First, Global Forest Watch released its interactive map of forest change — loss and gain — and it struck me, how Nova Scotia and New Brunswick stood out as hot spots of forest cover activity, even looking at the map on a global scale. Zooming in, some of that activity appears to be forest gain, but remember, the forests that regenerate on their own in Nova Scotia or that are replanted by the forestry companies tend to be softwood boreal-type species–nothing that serves the insects, animals, and flora as well as undisturbed or well managed Acadian forest.
Next, Matt Miller in the Chronicle Herald describes the arc his father took towards practicing a forestry that follows the Dan Savage rule of leaving your
lover forest in better condition than you found it. There is plenty of research out there that shows how knowledge feeds and expands our own sense of what is aesthetically attractive in nature; in the case of Miller’s father, a man educated to practice forestry, it took the changing science and understanding of forest management to alter his own idea of what a ‘good’ forest looks like.

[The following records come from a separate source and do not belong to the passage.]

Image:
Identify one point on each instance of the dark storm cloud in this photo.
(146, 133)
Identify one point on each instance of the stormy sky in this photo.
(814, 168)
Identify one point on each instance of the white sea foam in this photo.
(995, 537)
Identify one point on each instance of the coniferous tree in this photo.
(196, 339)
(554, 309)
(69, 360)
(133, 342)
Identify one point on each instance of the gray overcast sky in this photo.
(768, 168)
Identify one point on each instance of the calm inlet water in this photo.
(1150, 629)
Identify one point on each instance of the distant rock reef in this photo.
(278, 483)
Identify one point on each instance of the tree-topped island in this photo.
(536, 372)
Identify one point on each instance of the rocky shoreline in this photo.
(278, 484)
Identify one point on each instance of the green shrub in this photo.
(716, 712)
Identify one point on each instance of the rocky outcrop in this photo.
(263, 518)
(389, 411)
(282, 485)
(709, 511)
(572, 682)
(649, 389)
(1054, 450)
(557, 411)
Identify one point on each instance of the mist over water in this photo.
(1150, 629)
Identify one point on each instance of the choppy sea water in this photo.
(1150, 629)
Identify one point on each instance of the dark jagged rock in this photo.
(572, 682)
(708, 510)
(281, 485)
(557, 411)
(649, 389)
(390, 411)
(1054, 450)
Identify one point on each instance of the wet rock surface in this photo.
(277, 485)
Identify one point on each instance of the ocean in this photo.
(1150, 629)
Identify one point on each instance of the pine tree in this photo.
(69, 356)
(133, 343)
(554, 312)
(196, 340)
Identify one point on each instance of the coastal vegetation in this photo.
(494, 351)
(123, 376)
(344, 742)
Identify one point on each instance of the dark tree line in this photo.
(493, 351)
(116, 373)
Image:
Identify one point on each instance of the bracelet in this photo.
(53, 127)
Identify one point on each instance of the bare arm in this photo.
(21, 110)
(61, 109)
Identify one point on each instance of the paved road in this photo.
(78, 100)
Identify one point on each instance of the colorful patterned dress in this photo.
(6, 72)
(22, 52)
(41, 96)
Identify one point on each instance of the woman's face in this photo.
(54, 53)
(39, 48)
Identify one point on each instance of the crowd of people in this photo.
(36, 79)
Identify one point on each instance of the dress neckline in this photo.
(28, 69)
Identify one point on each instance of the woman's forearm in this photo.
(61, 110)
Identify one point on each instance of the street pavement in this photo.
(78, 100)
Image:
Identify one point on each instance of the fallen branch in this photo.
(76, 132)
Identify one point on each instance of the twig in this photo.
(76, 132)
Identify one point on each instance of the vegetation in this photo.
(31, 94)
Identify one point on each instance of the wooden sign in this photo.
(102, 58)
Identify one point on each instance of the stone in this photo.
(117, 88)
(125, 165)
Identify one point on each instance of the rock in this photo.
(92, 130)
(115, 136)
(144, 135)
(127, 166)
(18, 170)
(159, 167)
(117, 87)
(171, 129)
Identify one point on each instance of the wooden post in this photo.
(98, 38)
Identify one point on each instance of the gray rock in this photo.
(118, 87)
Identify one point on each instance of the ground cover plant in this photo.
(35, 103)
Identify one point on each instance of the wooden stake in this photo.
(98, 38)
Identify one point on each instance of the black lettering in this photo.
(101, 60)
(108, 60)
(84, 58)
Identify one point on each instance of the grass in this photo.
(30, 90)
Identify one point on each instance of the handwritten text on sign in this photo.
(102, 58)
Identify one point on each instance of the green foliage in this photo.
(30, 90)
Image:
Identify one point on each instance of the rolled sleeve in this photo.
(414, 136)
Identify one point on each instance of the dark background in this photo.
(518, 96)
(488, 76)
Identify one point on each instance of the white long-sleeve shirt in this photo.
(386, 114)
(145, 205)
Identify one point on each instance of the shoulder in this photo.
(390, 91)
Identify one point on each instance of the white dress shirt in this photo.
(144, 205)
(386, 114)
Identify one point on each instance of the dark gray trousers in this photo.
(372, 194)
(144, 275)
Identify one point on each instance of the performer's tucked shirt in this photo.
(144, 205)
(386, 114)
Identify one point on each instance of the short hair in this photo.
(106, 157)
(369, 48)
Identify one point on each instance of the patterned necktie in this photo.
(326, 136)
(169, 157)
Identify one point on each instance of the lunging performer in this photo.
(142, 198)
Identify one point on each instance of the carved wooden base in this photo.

NATURALLY: Deadwood brings forest alive. Since the Herald disappears its articles after 7 days, an excerpt:
On a site on our family woodlot that today hosts a 30-year old Norway spruce plantation, Dad recalls piling and burning the tops, branches and fallen dead trees that remained after harvesting to make tree planting easier. As a youngster, I remember dragging pruned tree branches to be burned in order to leave behind a “tidy” forest floor, free of any brush.
My dad’s esthetic view of forests did not favour deadwood either. Dad preferred a “clean” forest, one clear of dead trees and untidy brush strewn haphazardly about. He favoured a more park-like setting, with evenly spaced trees and vertical lines that some say appealed to the human eye.
Over time, Dad’s industrial approach gradually gave way to a more holistic view of forests and forest management. He began to see dead trees as important sources of soil nutrients, as food and habitat for a huge variety of wildlife. In areas of our family’s land where we once removed deadwood, we now actively restore it to more natural levels.
In Nova Scotia, threats to deadwood are mounting as the province’s biomass energy industry expands. Feeding the newly commissioned Point Tupper biomass plant has driven forest harvesting practices to new lows by driving market demand for biomass-grade fibre to new heights. Europe is hungry for Canadian wood fibre and the demand for biomass is expected to continue to grow.
The province needs to development a comprehensive suite of tools to prohibit the removal of tops and branches during timber harvesting and to ensure that forests have adequate amounts of standing and fallen dead and decaying wood. The Nova Scotia government has been poised to take steps to address this problem for almost three years now, but no concrete steps have been taken.
Leaving behind enough deadwood doesn’t cost a lot, especially given the paltry price offered for biomass-grade wood.
The payoff for landowners and forest managers is increased forest ecosystem stability and resiliency.